I have a similar issue with both of my Pi Zero W. Now and then, they drop out of my WiFi for about 70-72 minutes (every time). Very sporadically, sometimes after days/weeks without any issue. Nothing unusual in the log files.
As a crude and quick solution I was thinking about a small Node-RED flow that restarts the Wifi service after n failed pings.
The curious thing is the duration of ~72 minutes, but I haven't had the time to investigate any deeper, because the devices always reconnect after that period.
LEDs crazy blinking reminds me of the kernel panics... might be worth looking into what happens at that moment, but if you can’t access the machine at all when it happens that gets harder.
Just as a bit more, this is the block of text I found:
What you want is the modern way of configuring network interfaces, which is event-driven: when an interface is brought up, an event is fired and dhcpcd configures networking (see /etc/dhcpcd.conf). When an interface disappears, an event is fired and dhcpcd deconfigures networking.
In a sense, it is all "hotplug" by default now.
Forget the old commands "ifup wlan0" / "ifdown wlan0".
Instead get in the habit of using "ifconfig wlan0 up" / "ifconfig wlan0 down". Or, to be entirely up-to-date, "ip link set wlan0 up" / "ip link set wlan0 down". These commands will make dhcpcd do something.
True. But can't sudo dmesg see back a couple of boots?
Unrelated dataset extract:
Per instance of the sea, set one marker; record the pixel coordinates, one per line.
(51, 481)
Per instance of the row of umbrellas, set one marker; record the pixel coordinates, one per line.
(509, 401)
I reboot it, let it settle down, SSH to it and do the command.
I don't see anything worrying or indicative of a kernel panic.
(Though I have had fun with kernel panics not being recorded on another machine. LUCKILY the message had some junk in it which then led to finding the kernel panic. This one doesn't have anything like that.)
On the other machine when the dmesg was done the dates were dating back days and it was only at the end when we saw the recent events. (and the corruption of the file) which led to working out it was a kernel panic.
But that's on another machine.
Ok. So if it happens, I unplug it, move it to a good place plug in monitor/keyboard and see what dmesg says then?
But that will show that boot, not the previous session which hung.
I'm hoping that it is just upset and if I reset the wlan0 with the command it will be happy.
Alas it is a catch 22.
I can't really prove it and will have to wait for it to happen again.
Thing is: How do I detect it?
The command you said.... Yeah. Nice, but when the interface is down, what does it given?
I'm guessing I am going to have to parse it looking for something specific which indicates it is down.